Every child naturally draws and makes marks. Human beings are successful as a species because we are self aware and self expressive. All children sing, dance and mark-make to express their feelings. So what happens? Why do the majority of people say they can’t do any of those things? That they were not ‘gifted’?
I believe we are all born with the gifts of self-expression. We are quickly told that we are not good enough, that what we say/do/sing is not appropriate or welcome. To behave, keep quiet, conform, put others (adults) before our childish selves. Few children can sustain their expressive urges in the face of such criticism and I think that they are the ones we call ‘gifted’. I’m not sure what it is that sustains the musical or the movement oriented child, but with art I think it is spacial awareness. Artists have a different way of seeing space and the way objects and colours are arranged and connected. Some children are born with that gift, and cannot suppress it easily.
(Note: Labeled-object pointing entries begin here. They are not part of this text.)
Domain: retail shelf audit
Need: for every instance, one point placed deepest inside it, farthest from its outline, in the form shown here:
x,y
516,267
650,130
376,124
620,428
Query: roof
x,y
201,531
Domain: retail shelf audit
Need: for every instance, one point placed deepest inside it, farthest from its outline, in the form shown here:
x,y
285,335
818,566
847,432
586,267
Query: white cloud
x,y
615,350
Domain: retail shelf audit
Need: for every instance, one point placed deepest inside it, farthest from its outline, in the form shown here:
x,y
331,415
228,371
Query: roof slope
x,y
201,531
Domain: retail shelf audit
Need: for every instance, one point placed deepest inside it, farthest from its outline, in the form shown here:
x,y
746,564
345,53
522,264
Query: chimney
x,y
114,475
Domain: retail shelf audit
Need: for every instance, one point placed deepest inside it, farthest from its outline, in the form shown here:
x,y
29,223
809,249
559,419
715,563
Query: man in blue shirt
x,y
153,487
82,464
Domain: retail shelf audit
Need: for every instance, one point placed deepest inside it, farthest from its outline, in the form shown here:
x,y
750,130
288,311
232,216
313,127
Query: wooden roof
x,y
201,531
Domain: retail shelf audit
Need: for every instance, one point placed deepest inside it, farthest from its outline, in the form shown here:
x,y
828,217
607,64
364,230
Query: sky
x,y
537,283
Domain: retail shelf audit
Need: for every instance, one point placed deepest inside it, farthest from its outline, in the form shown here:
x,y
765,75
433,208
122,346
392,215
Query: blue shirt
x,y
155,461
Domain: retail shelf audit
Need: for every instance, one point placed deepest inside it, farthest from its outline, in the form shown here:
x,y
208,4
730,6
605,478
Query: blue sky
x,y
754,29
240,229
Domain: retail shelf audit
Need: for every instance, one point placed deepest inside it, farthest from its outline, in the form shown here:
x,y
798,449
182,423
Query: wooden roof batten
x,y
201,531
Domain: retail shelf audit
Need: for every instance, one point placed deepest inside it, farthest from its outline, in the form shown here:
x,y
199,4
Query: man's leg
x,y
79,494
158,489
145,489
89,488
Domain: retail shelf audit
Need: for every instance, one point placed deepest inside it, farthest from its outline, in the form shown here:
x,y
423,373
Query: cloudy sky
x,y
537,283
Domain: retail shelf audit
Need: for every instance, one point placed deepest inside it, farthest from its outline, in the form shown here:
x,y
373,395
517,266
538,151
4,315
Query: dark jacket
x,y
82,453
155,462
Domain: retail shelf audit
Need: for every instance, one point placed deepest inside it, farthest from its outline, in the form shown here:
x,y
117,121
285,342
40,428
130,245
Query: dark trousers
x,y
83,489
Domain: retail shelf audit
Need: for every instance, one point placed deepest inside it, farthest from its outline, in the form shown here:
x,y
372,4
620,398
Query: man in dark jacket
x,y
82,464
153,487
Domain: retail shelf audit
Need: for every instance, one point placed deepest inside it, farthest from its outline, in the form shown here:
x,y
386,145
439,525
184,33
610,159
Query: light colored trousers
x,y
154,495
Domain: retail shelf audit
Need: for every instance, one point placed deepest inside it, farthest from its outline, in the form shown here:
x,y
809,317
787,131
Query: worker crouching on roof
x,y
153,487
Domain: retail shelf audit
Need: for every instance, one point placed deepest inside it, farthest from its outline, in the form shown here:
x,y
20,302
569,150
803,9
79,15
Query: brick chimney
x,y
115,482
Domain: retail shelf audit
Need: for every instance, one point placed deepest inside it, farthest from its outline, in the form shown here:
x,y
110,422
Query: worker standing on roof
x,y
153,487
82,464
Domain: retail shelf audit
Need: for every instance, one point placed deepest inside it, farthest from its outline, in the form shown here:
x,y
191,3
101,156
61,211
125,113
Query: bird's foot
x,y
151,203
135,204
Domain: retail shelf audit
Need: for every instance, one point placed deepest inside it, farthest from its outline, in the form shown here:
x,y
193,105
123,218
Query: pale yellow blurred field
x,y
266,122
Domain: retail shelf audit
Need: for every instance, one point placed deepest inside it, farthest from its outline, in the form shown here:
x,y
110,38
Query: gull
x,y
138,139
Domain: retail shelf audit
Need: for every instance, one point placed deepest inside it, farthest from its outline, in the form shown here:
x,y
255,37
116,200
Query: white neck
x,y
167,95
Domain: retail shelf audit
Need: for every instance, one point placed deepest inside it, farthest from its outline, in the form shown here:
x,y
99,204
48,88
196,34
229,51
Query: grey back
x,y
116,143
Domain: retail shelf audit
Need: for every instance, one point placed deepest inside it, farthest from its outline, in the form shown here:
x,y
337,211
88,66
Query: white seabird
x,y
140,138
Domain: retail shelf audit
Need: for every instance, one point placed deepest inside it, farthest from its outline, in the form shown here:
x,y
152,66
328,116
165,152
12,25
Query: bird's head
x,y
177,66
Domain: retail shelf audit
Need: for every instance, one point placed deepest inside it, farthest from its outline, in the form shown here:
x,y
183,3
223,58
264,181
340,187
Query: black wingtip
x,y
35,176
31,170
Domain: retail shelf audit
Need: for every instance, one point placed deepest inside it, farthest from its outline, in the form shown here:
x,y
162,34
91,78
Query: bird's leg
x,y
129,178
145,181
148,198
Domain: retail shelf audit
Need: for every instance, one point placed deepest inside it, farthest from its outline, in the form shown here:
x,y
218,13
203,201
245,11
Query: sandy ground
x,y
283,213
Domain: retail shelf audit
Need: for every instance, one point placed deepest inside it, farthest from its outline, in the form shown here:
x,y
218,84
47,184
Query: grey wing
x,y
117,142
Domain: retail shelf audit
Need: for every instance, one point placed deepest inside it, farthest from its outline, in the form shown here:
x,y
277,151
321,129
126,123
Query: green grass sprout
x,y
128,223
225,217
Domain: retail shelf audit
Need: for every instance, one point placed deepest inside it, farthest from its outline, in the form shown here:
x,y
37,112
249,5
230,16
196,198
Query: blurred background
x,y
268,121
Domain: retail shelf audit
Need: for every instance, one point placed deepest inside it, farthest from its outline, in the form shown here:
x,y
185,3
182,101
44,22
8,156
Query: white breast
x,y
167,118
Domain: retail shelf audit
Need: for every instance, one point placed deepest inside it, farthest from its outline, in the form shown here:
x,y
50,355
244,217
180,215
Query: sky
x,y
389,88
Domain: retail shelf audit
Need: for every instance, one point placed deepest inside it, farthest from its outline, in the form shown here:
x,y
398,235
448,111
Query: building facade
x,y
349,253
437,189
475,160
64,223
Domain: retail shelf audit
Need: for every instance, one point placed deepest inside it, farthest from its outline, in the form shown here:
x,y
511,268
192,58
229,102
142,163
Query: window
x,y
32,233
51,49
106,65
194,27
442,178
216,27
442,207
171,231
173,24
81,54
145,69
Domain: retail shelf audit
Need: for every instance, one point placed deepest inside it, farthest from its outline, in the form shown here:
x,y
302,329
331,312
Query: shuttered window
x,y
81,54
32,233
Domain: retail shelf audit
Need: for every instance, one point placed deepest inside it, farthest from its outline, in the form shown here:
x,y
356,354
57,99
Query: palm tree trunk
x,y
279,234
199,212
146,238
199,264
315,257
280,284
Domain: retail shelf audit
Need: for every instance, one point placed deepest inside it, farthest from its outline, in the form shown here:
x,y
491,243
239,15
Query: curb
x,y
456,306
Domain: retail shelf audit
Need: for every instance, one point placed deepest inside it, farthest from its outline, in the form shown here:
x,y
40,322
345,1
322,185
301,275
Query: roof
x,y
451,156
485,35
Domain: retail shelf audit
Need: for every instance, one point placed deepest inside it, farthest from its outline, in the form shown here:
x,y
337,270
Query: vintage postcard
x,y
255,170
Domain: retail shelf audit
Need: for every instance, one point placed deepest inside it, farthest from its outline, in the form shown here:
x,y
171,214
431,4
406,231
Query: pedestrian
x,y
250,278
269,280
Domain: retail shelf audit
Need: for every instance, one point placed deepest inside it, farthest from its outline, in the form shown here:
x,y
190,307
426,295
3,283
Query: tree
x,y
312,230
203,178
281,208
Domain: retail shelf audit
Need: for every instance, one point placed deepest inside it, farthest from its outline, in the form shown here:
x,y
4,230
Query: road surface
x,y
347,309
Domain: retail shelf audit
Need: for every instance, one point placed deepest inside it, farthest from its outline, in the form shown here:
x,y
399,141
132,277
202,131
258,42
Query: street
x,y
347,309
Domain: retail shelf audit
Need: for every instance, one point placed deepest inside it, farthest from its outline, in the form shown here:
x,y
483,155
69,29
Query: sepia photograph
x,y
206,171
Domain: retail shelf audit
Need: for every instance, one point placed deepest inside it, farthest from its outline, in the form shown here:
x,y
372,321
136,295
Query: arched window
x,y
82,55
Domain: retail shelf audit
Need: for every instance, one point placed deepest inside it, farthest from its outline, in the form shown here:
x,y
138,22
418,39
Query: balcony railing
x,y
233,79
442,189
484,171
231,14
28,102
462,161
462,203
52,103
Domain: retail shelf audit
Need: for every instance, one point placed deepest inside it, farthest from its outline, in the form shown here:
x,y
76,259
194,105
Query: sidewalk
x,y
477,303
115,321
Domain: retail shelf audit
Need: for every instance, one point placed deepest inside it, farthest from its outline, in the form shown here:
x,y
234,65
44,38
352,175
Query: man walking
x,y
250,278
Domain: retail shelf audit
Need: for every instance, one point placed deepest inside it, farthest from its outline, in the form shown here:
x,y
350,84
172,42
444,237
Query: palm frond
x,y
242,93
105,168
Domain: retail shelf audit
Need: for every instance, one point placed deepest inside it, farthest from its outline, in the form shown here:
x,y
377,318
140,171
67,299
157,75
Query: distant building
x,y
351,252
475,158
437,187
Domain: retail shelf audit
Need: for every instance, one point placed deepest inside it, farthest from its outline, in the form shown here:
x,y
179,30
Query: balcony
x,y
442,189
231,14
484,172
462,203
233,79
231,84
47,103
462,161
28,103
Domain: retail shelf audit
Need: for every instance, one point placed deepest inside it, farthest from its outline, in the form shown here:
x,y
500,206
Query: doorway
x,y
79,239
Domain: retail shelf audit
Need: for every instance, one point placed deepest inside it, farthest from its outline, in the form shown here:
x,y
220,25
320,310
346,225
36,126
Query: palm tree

The point is that other children can be shown that way of experiencing the world and can learn to express themselves as well, if not better than, some gifted children. There is no good reason why everyone should not be able to use some form of creative expression to enhance their experience of life and find personal joy and satisfaction. Having a more rounded approach helps us to find innovative and original solutions to problems, whatever they are. Learning to draw is such a simple and effective way of feeling more connected to life.